Il ne manquerait rien à cette théorie, si M. Dupont indiquait où il l'a puisée, point sur lequel il se tait complétement. Nous devons, pour être justes, rappeler ici que ce sujet a été amplement traité dans le bel ouvrage de zoologie médicale que M. le professeur Van Beneden, de Louvain, a publié en 1859, en collaboration avec M. Paul Gervais, de Montpellier.

Nous en extrayons les passages suivants, qui ne laissent plus guère de doute sur l'origine du tænia chez l'homme.

« Tous les vers vésiculaires sont des tænias en voie de

développement; ils sont à l'état agame et dans une condition. expectative.
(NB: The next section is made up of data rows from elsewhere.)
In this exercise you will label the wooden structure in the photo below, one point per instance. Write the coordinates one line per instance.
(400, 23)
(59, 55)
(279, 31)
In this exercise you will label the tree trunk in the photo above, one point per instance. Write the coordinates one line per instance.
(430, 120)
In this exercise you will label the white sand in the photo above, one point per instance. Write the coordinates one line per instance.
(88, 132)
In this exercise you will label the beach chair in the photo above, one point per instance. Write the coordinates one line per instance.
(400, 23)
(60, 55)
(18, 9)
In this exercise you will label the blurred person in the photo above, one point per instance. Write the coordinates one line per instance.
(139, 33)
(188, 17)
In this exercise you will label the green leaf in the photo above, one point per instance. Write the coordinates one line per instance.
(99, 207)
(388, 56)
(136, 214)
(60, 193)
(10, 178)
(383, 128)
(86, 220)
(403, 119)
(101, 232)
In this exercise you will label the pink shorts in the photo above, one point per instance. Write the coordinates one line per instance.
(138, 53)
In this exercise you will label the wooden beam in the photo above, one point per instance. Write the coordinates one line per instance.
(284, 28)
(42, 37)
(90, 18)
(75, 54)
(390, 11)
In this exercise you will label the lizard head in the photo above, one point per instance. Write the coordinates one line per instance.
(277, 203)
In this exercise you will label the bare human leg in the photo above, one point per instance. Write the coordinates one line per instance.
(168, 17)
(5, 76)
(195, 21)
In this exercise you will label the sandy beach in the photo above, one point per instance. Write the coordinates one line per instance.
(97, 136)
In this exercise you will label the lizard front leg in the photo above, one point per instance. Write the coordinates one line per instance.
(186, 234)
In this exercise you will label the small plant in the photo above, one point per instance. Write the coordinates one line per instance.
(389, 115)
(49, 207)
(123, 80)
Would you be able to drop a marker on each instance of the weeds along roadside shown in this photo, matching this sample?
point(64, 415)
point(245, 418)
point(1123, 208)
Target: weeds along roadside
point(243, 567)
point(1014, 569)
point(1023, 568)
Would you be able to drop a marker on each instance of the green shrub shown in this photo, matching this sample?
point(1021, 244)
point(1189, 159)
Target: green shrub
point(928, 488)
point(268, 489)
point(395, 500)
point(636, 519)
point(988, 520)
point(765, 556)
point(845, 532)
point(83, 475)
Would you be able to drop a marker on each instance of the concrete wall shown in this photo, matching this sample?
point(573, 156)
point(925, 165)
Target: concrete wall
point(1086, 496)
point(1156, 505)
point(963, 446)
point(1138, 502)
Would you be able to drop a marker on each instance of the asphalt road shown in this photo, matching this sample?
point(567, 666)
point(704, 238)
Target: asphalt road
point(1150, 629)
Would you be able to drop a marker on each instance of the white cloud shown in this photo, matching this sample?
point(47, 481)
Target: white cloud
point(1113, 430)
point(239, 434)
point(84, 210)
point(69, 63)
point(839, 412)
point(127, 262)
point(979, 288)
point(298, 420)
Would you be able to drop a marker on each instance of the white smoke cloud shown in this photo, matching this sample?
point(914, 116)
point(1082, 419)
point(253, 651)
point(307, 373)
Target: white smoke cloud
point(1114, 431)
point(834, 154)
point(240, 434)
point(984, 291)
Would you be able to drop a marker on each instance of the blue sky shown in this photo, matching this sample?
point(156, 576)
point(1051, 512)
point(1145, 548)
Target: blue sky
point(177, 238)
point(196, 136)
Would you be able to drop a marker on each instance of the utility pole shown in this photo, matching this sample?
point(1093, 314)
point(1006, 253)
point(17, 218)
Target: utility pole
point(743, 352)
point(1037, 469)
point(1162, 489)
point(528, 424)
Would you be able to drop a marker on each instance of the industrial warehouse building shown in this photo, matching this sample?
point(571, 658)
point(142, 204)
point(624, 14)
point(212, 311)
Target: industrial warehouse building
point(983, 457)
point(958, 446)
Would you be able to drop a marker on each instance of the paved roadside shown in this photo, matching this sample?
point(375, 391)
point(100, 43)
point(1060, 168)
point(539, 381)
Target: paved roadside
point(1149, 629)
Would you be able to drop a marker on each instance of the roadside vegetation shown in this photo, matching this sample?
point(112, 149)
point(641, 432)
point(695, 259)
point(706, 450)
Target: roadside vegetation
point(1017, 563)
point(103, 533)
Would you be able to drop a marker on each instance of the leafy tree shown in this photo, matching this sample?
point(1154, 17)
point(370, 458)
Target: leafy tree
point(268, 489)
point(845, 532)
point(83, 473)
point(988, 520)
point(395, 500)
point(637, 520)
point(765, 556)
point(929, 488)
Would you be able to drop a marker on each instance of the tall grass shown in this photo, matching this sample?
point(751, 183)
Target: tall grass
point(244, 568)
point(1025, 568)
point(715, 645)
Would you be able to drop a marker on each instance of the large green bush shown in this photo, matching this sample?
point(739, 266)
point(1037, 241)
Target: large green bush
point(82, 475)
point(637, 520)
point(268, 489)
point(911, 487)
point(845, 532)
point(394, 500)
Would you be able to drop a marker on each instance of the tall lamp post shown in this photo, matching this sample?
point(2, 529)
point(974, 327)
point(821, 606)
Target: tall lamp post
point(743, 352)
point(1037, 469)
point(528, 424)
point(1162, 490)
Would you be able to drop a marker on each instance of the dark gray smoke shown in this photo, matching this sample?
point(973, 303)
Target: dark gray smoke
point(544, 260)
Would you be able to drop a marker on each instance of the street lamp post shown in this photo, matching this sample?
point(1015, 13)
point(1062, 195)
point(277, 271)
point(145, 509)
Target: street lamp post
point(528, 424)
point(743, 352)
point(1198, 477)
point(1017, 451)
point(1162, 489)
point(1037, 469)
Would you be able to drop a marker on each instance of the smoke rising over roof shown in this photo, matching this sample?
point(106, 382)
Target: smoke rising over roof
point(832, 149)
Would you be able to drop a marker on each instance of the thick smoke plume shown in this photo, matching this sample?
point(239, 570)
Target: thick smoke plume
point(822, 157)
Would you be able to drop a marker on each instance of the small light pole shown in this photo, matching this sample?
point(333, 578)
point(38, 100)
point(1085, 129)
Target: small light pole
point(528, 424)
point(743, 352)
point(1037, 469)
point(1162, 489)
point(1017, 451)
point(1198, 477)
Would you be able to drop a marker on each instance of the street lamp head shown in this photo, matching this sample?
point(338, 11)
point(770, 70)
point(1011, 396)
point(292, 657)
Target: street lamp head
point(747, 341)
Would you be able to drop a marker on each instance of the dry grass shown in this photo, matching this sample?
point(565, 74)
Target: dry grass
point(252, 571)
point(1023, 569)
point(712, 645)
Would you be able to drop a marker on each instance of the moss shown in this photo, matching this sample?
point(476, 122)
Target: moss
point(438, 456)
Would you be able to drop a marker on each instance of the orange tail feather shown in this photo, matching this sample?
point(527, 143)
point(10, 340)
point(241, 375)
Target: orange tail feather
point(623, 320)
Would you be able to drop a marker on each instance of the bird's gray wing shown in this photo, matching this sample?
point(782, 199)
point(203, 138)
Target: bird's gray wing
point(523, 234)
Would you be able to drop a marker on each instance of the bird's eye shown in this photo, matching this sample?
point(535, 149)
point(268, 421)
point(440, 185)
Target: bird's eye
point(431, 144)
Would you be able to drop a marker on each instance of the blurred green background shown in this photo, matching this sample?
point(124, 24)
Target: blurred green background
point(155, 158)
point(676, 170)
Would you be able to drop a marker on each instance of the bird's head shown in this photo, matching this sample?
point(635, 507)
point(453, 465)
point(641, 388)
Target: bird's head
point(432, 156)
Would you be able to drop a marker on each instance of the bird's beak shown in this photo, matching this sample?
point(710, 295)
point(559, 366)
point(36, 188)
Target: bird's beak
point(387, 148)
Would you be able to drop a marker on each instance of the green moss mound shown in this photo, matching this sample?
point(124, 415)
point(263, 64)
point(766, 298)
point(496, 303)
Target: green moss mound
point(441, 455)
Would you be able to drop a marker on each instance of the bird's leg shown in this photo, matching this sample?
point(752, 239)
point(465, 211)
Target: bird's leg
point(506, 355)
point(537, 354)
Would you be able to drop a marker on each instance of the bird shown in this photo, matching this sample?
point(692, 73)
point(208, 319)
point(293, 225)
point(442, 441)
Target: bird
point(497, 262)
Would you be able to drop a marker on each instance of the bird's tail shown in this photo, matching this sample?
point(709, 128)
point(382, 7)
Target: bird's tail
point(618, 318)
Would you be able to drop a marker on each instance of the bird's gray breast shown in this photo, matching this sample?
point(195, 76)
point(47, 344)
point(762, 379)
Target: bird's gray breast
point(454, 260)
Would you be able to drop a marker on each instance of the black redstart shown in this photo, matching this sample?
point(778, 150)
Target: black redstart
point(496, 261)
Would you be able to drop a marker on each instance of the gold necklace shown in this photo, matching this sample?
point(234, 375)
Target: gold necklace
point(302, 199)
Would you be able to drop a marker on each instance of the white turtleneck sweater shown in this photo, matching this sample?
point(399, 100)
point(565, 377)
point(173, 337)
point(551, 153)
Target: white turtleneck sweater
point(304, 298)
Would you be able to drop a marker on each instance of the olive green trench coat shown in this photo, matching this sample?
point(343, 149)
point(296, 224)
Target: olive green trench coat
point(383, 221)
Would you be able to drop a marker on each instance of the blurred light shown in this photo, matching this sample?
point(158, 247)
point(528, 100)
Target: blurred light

Ne devant se développer entièrement que dans le canal intestinal, ils sont alors comme emprisonnés dans les cavités closes ou les parenchymes: le péritoine, les muscles, le cerveau, l'œil, le foie, la rate. Introduits dans le canal digestif de l'animal auquel ils sont destinés, ils résistent aux fluides digestifs de ce dernier, perdent bientôt leur vésicule, et prennent, au bout de quelques jours, la forme rubannaire. Ce sont alors des tænias.

«Les cochons tiennent leurs cysticerques de l'homme, et sous forme d'œufs qu'ils prennent dans les immondices au milieu desquels ils se vautrent ou qu'ils mangent. Les excréments humains, qu'on laisse souvent manger aux porcs, en renferment principalement.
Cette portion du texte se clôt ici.